À la différence cependant de ces conflits dits de basse intensité, il n’en demeure pas moins que l’enjeu de certains procès reste la tenue d’un procès i-même, en bonne et due forme, dont l’objet principal est moins de résoudre un conflit privé que de sanctionner, au nom de l’ordre public et dans un cadre respectueux des droits de la défense, certains comportements attentatoires aux valeurs morales de notre société. C’est ainsi que le droit criminel compte parmi les domaines les plus rétifs à la virtualisation. La plus grande désinvolture observée chez des accusés comparaissant devant une simple caméra ainsi que des difficultés accrues pour les avocats et le tribunal de maintenir l’ordre dans les salles virtuelles, soulèvent des préoccupations légitimes tant au chapitre du respect des droits de la défense, de l’équité du procès que de la bonne administration de la justice. Des technologies qui se veulent facilitatrices siéent mal à l’austérité des enjeux, et les risques de dérapage en rebutent plusieurs. S’agissant de remettre à neuf la fondation de notre édifice constitutionnel, précaution oblige…
En effet, ce qui restera inchangé de l’avant à l’après-COVID-19, s’avère notre besoin de justice. Plutôt que d’être entièrement encapsulée dans le cadre rigide des (anciens) palais, la justice est aussi un sentiment qui se perçoit au prisme d’une kyrielle de facteurs tant objectifs que subjectifs, dont :
- la nature et l’importance des enjeux;
- l’accès à l’information et à l’aide juridiques;
- la confiance des citoyens dans l’appareil judiciaire;
- les avantages et inconvénients des différents modes de règlement (à l’amiable), dont la judiciarisation des conflits et, depuis peu, la judiciarisation en ligne des conflits.

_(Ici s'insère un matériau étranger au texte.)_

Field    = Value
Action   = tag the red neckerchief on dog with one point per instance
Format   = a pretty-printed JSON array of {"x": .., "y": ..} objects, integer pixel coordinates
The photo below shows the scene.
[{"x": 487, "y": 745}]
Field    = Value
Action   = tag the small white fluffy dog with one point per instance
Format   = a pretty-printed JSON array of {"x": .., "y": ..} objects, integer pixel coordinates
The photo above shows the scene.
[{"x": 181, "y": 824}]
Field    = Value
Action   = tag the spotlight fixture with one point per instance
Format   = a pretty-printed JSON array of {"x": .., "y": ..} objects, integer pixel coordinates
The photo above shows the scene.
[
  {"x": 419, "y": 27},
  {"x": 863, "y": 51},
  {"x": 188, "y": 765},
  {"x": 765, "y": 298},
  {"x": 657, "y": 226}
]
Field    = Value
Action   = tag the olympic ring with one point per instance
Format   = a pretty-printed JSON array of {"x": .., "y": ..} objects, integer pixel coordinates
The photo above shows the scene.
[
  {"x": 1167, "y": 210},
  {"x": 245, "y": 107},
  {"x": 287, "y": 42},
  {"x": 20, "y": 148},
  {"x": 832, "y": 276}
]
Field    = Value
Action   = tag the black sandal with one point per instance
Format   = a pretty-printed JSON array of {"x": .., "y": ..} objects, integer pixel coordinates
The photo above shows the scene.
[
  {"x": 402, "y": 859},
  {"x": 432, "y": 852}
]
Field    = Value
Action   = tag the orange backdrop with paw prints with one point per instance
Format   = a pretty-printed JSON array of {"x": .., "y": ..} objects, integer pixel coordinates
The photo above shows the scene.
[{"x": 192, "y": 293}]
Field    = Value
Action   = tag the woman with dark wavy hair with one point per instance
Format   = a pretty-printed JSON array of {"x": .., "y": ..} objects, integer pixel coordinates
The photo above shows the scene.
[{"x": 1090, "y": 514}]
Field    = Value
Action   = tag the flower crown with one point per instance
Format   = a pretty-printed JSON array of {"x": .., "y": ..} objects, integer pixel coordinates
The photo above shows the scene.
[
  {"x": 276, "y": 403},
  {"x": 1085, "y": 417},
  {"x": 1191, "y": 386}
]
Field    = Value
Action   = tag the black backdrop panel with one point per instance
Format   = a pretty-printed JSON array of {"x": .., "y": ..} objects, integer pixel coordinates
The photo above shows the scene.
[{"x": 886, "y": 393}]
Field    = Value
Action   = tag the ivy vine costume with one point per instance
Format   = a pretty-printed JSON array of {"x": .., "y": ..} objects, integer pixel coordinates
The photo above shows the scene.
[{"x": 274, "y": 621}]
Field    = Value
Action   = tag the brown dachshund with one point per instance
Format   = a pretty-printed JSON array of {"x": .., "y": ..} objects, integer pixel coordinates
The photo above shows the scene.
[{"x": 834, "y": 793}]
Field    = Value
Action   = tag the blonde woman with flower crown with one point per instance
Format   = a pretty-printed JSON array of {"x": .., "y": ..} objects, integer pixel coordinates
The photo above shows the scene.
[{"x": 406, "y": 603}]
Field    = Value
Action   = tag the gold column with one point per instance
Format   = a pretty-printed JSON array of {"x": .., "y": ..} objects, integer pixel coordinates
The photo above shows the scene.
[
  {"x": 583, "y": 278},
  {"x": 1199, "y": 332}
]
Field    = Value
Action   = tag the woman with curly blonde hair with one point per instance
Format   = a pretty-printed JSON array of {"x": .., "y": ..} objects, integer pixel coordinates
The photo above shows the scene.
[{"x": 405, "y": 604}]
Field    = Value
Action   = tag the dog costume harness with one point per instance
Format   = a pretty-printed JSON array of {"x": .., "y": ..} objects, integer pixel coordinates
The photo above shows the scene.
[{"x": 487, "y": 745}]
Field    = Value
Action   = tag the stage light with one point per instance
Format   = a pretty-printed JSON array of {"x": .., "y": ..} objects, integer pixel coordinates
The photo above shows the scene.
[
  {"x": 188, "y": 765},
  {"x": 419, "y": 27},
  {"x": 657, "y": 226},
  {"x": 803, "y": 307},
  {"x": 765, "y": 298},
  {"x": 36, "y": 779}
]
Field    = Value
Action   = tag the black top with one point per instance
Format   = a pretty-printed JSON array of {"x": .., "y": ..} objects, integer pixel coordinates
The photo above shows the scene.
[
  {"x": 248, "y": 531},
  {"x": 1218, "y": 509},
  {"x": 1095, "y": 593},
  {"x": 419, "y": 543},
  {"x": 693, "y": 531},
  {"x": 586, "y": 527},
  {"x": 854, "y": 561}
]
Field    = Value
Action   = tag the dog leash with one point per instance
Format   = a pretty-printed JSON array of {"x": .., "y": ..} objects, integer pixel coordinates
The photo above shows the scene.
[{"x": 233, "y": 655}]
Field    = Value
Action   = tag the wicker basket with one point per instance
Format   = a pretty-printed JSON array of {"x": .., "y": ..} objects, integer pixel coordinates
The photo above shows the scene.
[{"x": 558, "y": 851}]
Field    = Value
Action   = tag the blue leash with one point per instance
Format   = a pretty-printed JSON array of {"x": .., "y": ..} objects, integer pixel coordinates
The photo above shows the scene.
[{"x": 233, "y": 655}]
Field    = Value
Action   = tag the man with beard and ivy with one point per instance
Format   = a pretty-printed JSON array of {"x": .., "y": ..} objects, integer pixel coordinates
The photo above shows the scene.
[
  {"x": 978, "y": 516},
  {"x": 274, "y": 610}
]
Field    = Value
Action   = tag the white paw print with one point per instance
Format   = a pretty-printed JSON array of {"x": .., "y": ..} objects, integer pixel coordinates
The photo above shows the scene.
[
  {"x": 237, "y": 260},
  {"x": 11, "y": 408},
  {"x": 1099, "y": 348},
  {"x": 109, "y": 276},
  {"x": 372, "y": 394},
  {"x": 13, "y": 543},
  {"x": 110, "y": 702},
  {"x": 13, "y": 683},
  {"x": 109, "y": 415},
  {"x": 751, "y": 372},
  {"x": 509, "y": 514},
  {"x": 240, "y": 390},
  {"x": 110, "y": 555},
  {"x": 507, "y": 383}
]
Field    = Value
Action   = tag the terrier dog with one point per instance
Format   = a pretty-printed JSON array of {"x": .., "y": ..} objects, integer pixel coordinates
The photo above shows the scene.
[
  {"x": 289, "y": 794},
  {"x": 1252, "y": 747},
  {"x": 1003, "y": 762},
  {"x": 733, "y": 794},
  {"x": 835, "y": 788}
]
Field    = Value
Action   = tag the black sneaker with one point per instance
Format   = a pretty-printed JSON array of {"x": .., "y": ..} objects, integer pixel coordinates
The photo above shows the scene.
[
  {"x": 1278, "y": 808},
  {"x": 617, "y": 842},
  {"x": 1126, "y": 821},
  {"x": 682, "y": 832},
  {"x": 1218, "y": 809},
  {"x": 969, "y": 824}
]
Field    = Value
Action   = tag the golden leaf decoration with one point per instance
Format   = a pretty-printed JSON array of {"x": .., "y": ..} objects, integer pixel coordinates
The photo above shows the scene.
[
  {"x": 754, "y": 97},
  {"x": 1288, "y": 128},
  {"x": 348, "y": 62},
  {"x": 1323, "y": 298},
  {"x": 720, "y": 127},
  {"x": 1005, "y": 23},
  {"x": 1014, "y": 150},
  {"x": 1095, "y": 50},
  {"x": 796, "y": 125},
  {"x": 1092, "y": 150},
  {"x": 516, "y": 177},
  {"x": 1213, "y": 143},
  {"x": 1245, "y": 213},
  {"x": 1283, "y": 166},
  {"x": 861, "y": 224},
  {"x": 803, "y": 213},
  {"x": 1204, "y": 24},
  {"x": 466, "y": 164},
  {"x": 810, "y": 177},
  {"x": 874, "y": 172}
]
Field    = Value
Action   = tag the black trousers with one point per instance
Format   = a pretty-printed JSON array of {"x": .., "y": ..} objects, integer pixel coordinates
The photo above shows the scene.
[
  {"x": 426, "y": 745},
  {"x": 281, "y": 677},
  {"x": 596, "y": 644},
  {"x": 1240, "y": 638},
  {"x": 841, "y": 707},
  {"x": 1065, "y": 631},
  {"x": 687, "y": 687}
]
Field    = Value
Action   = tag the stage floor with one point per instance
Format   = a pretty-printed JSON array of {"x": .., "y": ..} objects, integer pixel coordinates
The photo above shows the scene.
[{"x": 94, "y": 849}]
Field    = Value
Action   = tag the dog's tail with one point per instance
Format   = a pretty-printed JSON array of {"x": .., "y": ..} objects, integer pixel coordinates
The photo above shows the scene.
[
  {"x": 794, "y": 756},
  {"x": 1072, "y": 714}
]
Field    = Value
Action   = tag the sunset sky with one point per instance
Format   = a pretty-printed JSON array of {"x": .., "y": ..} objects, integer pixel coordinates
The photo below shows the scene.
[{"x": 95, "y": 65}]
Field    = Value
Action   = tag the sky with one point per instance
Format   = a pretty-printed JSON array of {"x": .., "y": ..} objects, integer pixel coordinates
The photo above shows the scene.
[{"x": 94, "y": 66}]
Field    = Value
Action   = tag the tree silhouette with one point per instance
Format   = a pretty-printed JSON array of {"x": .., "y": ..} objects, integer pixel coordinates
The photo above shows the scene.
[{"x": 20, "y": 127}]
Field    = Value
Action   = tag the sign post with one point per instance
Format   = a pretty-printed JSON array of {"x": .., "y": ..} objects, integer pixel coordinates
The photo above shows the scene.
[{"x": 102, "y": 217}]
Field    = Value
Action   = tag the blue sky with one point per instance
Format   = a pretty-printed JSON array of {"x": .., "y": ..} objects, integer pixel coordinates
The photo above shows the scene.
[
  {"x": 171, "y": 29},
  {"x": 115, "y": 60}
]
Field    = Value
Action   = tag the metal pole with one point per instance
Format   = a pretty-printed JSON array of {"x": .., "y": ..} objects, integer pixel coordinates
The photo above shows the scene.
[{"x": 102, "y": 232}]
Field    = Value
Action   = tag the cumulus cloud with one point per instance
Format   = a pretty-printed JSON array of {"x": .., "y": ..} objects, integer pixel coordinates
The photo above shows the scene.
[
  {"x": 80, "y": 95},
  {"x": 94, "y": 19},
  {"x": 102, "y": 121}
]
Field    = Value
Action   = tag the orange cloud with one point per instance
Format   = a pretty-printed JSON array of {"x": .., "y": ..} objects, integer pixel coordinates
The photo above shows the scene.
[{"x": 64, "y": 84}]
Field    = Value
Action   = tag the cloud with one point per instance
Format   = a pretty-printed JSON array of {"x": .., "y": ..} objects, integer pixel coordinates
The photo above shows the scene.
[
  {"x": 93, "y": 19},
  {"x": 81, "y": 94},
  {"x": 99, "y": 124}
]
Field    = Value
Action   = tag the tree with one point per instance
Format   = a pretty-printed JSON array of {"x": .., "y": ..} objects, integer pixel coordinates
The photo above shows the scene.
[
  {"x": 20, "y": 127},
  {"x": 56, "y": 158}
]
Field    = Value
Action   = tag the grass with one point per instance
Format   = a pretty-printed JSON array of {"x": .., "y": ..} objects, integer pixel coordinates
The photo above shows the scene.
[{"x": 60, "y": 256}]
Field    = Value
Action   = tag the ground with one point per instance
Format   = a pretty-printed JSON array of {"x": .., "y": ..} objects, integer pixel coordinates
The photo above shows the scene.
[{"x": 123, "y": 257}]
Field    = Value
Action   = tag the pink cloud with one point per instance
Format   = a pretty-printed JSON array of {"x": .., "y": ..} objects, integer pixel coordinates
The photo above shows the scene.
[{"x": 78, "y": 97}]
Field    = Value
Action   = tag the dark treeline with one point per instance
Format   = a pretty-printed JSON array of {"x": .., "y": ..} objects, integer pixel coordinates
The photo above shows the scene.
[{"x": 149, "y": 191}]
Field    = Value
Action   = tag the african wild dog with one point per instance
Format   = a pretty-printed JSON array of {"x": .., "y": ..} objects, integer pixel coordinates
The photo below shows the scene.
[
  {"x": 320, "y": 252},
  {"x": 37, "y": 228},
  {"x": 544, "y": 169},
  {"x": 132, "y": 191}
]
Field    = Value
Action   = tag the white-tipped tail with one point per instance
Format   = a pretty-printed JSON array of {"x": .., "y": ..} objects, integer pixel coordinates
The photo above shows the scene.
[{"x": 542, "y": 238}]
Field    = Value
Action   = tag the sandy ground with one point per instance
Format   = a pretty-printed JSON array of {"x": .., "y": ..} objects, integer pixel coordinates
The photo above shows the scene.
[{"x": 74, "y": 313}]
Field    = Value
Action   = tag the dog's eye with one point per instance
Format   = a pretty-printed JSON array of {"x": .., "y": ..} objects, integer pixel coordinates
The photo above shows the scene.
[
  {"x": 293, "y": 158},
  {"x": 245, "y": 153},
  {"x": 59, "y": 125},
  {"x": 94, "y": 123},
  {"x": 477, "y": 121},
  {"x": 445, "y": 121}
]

Beaucoup ont spéculé sur ce qui, parmi les mesures d’adaptation mises en place à la hâte, « survivra » après COVID-19. Tant que la technologie pourra jouer sur un des facteurs facilitateurs de notre justice et de son accès, la rencontre de la justice avec la technologie tissera une alliance féconde et durable.
Ce contenu a été mis à jour le 15 octobre 2020 à 9 h 26 min.